The Princess party started at the Stud and then moved online as part of the Great Pandemic Twitch Drag Migration—”big sloppy kisses to anyone who watched our mess online from the couch!” she says. (It was actually pretty genius.) The show eventually found a loving IRL home at drag doyenne D’Arcy Drollinger’s Club Oasis, where it continues to pack ’em in, hosting more than a few of those viral queens from that one behemoth drag TV competition.

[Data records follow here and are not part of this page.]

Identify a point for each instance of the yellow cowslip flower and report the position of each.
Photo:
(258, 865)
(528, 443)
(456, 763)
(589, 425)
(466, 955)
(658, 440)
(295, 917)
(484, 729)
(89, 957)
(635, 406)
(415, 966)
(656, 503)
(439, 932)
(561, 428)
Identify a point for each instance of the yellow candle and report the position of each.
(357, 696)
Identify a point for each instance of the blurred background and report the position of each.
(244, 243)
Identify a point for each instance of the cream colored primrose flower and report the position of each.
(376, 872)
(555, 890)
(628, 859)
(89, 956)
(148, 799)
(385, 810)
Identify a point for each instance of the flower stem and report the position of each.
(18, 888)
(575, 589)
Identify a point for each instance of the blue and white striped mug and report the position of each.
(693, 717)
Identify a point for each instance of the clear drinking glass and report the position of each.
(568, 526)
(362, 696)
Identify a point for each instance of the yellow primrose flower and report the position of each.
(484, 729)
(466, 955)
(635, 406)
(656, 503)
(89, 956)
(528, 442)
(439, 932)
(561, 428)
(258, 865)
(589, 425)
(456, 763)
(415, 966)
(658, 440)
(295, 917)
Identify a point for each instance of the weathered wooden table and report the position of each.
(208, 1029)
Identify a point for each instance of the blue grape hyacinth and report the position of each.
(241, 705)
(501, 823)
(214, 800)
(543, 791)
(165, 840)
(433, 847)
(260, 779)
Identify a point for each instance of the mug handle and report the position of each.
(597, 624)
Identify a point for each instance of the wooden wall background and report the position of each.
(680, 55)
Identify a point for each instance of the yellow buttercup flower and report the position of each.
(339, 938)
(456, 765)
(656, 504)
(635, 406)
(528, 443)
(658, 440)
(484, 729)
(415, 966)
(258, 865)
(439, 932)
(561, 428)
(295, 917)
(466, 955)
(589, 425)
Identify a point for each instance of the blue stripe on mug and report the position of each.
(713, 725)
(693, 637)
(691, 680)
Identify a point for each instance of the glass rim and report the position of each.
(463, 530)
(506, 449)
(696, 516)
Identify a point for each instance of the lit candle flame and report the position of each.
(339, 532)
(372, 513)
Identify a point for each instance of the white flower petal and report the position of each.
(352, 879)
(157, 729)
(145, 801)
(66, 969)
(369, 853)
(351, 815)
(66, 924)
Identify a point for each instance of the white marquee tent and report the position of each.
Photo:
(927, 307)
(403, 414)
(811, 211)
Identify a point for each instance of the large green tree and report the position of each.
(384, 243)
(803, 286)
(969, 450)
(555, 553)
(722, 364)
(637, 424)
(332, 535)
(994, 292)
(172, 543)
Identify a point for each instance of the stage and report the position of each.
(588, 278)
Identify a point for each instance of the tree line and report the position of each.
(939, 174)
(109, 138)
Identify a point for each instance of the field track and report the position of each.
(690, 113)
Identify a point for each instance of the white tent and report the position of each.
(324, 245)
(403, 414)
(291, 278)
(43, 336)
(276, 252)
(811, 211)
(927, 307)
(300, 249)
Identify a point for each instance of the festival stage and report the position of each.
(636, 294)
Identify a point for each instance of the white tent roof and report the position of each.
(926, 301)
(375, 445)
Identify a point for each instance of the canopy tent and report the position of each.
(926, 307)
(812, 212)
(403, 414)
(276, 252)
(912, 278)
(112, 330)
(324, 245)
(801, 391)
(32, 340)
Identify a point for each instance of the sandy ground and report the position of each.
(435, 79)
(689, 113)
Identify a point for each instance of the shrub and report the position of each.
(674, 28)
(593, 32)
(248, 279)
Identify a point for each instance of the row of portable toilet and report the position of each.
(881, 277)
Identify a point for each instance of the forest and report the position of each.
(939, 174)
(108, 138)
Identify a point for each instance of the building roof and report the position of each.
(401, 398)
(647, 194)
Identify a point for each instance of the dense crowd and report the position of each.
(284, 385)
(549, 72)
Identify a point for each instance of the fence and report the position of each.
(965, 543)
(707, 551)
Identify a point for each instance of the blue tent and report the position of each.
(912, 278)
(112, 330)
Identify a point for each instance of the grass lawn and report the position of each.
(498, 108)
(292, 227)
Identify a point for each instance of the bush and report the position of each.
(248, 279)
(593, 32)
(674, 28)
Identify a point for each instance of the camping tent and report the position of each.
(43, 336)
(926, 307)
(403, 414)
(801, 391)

You know the one.
I wanted to take a moment to catch up with Kochina, not just because she’s fascinating, but also because her work in harm reduction is inspiring, and shows how we can truly look out for one another without shaming or pushing each other down. Read on for an in-depth peek into the World of Kochina Rude.
48 HILLS Princess, in its current weekly incarnation, officially turned two earlier this year. What are some your favorite memories from hosting?
KOCHINA RUDE I guess my favorite Princess memories would be the ones I actually remember! When Lisa and I hosted the show online we’d take shots of tequila for big tippers over the course of several hours. I was wasted by the end of almost every broadcast. I’ve stopped drinking since then and, funny enough, became a better host—or at least I like to think so. Y’all can be the judge of that!
I’ll never forget our inaugural event at Oasis for Pride 2021, where we produced a 20-minute mega-number with several friends and content collaborators, featuring all the hits that were released when the clubs were closed, as well as a tribute to SOPHIE. It was iconic. People laughed, cried, and cheered. I also performed in memory of my drag mother Phatima who had passed a month prior. I reenacted her infamous staple gun act and fondly remember her whenever I touch the scar tissue still knotted in my forehead.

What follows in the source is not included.